Being awake too long is bad for your mind. When your mind isn’t healthy, that makes it harder for your psychological well-being to remain. Eliminating or managing stress that keeps you from getting proper rest is crucial to overall health. With studies showing that CBD can help to relieve anxiety and stress and promote sleep, you can begin to control, and ultimately manage your stress level with Organic CBD nugs.

  1. Three or Four Nights of Sleep Deprivation Initiates Hallucination
    It only takes a few days without sleep for you to start hallucinating; usually just three or four, but if you’ve skipped a night or two, you may have started experiencing such phenomena. Hallucinations can be visual, auditory, or purely psychological. One reason those who over-use stimulants hallucinate is because their brains need rest, and start “misfiring”, as it were.
  2. Your Comfort Can Play Directly Into Your Ability To Rest
    Some people need harder surfaces to sleep on, some people prefer softer surfaces. Some sleep on their back, some on their front, and others on their sides.

Whatever your preference, the more conducive your sleeping chambers to your unique needs, the better you’ll rest. If you find yourself in need of inspiration on how to change up your present sleeping arrangements, here are some great ideas for getting started.

  1. Sorrow Knocks You Out, Pride Keeps You Up
    Get sad enough and you’ll weep yourself to sleep. That rest may perhaps do better for your mind and body than were you able to stay awake and work through the sorrow consciously. When your pride has been damaged, though, that’s going to keep you awake. It’s a sort of sorrow twinged with anger and self-loathing. These things make it hard to sleep.

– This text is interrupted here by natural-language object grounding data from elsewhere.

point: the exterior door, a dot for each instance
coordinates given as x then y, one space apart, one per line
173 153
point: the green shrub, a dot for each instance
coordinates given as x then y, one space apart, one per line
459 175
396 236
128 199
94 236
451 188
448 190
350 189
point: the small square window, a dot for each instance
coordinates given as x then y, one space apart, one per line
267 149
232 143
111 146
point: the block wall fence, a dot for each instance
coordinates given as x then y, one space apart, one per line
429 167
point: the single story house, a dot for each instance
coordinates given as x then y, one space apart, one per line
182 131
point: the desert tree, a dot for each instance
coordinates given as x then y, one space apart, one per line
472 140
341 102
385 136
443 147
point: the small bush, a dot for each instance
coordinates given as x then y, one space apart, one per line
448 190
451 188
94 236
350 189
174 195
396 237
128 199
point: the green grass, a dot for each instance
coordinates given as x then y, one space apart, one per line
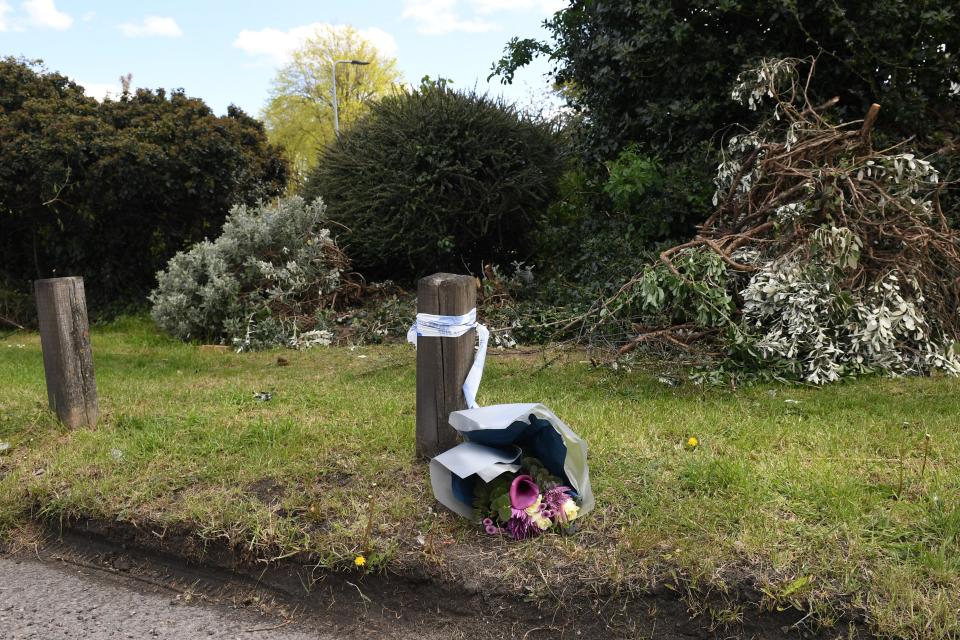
836 503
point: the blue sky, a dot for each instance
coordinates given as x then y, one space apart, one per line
227 51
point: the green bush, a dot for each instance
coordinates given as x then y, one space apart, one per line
110 191
437 179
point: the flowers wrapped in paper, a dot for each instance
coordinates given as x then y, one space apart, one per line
522 470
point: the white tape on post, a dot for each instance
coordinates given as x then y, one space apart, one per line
431 326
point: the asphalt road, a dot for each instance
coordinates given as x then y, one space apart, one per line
52 601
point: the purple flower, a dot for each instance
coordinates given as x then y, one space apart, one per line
554 499
521 525
523 492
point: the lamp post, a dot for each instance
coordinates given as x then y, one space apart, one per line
336 117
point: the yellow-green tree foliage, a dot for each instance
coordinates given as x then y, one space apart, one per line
299 115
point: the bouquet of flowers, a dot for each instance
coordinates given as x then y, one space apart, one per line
521 471
527 504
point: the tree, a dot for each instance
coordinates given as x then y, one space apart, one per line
299 116
656 73
112 190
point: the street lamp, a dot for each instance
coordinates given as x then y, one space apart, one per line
336 118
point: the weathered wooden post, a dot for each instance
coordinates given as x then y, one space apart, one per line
67 358
442 363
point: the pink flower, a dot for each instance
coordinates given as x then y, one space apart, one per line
524 492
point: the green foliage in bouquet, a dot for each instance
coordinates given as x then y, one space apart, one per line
493 498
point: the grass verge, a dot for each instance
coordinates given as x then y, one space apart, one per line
840 501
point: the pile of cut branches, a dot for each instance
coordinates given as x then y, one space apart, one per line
824 257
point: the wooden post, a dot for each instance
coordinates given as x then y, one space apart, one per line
442 363
67 358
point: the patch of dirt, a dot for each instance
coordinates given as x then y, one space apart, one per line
421 601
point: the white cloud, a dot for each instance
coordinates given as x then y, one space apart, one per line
5 8
43 13
546 7
159 26
278 45
101 90
436 17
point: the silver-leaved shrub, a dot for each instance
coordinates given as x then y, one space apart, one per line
261 283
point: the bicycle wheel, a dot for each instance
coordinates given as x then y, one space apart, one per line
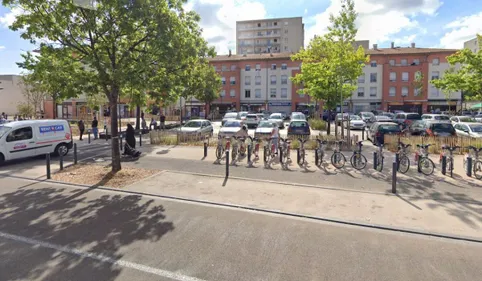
338 160
403 164
426 166
358 161
478 170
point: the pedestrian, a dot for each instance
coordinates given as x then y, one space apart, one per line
95 129
163 121
81 128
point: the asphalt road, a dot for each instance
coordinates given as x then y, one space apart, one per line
57 232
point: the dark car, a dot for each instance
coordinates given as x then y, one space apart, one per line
431 128
299 127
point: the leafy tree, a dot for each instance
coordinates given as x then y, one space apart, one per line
331 63
467 77
116 45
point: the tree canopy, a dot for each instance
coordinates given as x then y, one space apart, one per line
467 77
118 45
331 64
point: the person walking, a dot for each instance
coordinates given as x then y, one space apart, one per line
81 128
95 129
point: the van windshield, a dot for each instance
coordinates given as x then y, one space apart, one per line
3 130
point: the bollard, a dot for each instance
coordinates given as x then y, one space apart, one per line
394 177
227 163
75 154
469 166
375 160
444 165
47 157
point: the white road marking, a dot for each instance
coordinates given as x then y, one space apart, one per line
101 258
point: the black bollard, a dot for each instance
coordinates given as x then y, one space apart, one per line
47 157
75 154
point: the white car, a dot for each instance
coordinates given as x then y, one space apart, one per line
356 122
473 130
230 127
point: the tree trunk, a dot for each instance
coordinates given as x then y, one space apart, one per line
114 95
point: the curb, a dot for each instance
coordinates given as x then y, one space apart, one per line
276 212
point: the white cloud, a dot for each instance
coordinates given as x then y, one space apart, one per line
218 19
461 30
377 21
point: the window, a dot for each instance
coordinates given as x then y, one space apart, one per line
393 76
257 80
392 92
284 79
284 93
373 91
257 93
20 134
361 92
361 79
247 80
373 77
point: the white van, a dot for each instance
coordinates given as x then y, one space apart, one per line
29 138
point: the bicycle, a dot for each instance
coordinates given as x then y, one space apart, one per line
450 159
285 154
424 164
403 160
338 160
358 160
320 151
476 162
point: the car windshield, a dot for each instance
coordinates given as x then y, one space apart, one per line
3 130
232 124
193 124
265 125
476 128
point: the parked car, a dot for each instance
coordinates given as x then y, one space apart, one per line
229 116
299 127
264 129
473 130
436 117
252 120
278 119
23 139
356 122
431 128
230 127
198 127
378 130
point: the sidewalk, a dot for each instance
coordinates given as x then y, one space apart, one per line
425 215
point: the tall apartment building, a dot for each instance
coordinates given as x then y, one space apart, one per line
270 35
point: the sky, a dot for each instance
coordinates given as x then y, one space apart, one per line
428 23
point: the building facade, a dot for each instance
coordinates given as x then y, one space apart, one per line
269 36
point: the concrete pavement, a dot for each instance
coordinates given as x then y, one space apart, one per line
59 232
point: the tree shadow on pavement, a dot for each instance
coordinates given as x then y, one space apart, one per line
102 225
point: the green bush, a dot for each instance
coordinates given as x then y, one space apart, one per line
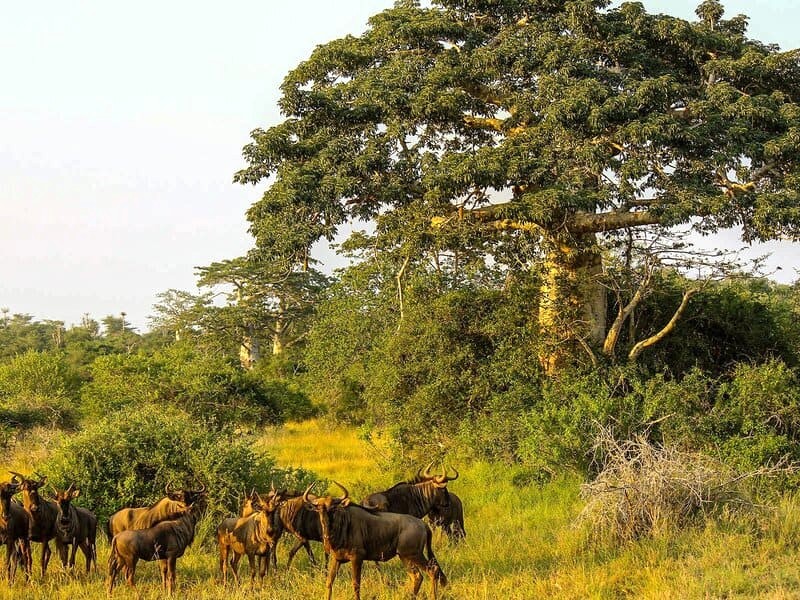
211 387
128 457
37 388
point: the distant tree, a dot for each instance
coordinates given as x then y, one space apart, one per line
264 303
562 122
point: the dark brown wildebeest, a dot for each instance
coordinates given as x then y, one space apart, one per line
253 535
299 520
77 527
250 505
14 528
171 506
43 515
165 542
352 533
415 498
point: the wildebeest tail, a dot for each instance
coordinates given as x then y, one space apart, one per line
433 564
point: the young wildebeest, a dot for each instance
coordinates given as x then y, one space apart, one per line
165 542
43 515
14 527
415 498
253 535
298 519
351 533
77 527
250 504
171 506
450 517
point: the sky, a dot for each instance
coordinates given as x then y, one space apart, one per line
121 125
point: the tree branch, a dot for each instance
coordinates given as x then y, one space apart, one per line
653 339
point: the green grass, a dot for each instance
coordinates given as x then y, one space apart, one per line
521 544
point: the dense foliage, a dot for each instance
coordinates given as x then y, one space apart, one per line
128 458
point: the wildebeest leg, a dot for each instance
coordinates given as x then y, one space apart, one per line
45 556
235 565
273 551
162 567
223 562
413 574
301 543
113 568
72 554
130 572
88 554
25 547
12 557
356 563
333 568
251 559
171 574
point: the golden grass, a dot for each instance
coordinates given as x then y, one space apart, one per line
521 544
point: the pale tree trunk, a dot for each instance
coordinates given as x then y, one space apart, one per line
280 330
278 345
250 349
572 304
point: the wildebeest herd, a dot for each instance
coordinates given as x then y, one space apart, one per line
386 524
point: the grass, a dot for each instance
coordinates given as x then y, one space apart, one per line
521 544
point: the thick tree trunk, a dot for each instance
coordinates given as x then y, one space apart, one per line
572 304
250 349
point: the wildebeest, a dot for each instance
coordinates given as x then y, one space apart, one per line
449 515
250 504
414 498
43 517
14 527
165 542
253 535
352 533
298 519
170 507
77 527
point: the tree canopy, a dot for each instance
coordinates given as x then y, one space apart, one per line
560 121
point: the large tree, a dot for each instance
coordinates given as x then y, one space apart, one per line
563 121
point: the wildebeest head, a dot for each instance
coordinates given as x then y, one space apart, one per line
7 491
326 507
438 480
186 495
30 491
63 501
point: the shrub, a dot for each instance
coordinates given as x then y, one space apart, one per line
37 388
643 488
127 458
209 386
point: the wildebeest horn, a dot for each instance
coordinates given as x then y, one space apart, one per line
305 494
344 489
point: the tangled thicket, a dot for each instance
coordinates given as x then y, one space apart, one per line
644 488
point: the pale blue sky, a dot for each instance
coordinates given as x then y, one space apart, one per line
121 125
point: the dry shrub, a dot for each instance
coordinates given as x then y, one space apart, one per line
644 488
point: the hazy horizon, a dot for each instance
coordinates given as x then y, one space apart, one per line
123 125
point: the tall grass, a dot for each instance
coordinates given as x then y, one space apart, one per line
521 544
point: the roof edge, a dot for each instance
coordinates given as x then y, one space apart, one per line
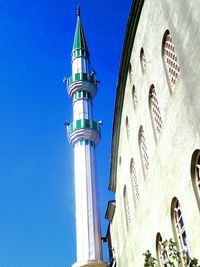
131 28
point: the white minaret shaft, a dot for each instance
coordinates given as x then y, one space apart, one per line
84 135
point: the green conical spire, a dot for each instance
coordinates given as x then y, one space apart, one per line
79 38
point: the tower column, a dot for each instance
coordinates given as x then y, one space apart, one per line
84 135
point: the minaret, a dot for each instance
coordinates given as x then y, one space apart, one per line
84 135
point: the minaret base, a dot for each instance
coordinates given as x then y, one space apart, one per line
90 264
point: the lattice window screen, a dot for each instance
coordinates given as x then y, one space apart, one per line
155 112
171 60
143 152
127 208
134 181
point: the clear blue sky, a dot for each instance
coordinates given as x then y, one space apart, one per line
37 224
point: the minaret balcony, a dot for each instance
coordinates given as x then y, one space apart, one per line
84 129
81 81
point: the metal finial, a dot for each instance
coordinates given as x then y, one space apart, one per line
78 11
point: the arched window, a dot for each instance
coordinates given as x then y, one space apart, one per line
134 96
143 151
127 127
179 229
195 174
134 182
172 67
142 60
162 254
155 112
130 71
126 207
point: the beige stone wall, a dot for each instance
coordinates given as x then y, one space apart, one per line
170 158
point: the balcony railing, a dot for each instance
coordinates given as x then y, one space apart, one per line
81 77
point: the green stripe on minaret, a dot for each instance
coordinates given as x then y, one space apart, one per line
79 38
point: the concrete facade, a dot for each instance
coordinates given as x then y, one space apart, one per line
169 154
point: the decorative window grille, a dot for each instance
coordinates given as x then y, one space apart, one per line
142 60
180 230
195 173
130 71
198 173
134 96
170 58
134 181
127 208
155 112
143 151
127 127
162 253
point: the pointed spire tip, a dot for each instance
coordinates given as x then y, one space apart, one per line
78 11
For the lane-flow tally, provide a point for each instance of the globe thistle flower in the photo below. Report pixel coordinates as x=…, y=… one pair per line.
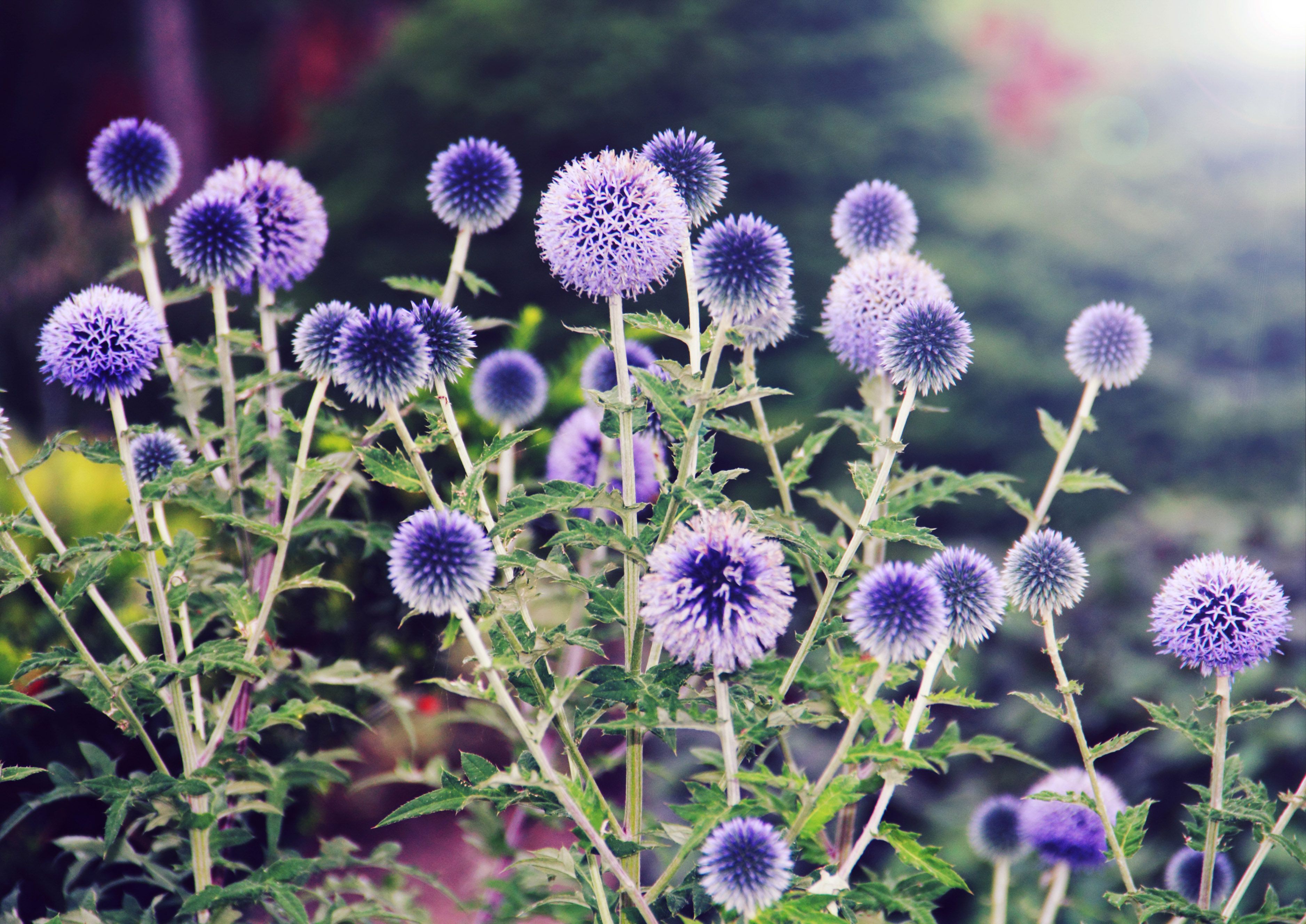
x=718, y=593
x=745, y=866
x=382, y=357
x=1045, y=572
x=694, y=166
x=994, y=830
x=441, y=560
x=134, y=162
x=449, y=335
x=476, y=184
x=315, y=337
x=865, y=294
x=98, y=341
x=1065, y=832
x=215, y=239
x=292, y=220
x=1108, y=342
x=612, y=225
x=510, y=388
x=1220, y=614
x=972, y=593
x=873, y=217
x=1184, y=875
x=926, y=344
x=742, y=265
x=898, y=613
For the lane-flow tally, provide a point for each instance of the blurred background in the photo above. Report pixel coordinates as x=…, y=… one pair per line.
x=1058, y=154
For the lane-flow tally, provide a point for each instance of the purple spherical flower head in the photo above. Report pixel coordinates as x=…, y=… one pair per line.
x=475, y=184
x=1044, y=573
x=874, y=216
x=745, y=866
x=1184, y=875
x=292, y=220
x=972, y=593
x=898, y=613
x=994, y=830
x=134, y=162
x=510, y=388
x=449, y=335
x=694, y=166
x=742, y=265
x=612, y=225
x=864, y=297
x=382, y=357
x=1220, y=614
x=1065, y=832
x=718, y=593
x=1108, y=342
x=98, y=341
x=215, y=239
x=441, y=560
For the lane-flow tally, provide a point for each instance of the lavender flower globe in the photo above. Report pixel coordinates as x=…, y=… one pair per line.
x=1045, y=573
x=449, y=335
x=612, y=225
x=101, y=340
x=134, y=162
x=1065, y=832
x=926, y=344
x=972, y=593
x=441, y=560
x=694, y=166
x=510, y=388
x=1220, y=614
x=744, y=265
x=215, y=239
x=873, y=217
x=898, y=613
x=1184, y=875
x=382, y=357
x=475, y=184
x=864, y=297
x=1108, y=342
x=745, y=866
x=718, y=593
x=292, y=220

The remedy? Don’t take yourself so seriously that your pride is in serious danger of being damaged. That’s a lot easier to conceive than achieve, but it’s not impossible.

  1. Too Much Sleep is Also Bad For Mental and Physical Health
    Sleep too much and you’ll grow lethargic. Your body will pack on fat almost like a hibernating animal. This is one downside of extreme sorrow; too much sleep is bad for the mind and body. Ideally, as an adult, you should be getting between six and eight hours a night depending on personal constitution. Certainly, there are outliers to the norm here and there.

Balanced Sleep Cycles Help Maintain Positive Mental Health

Too much sleep is bad for you. Emotional states impact your ability to rest, and where you sleep as well as the furniture you sleep on can impact your ability to rest. Sleep deprivation initiates hallucinations, and bad stress will keep you awake.

Get a good mattress, keep yourself active enough to be comfortably fatigued at the end of the day, and try not to sleep too much. Keep these things in mind and you’ll be better able to keep sleep and mental health in balance.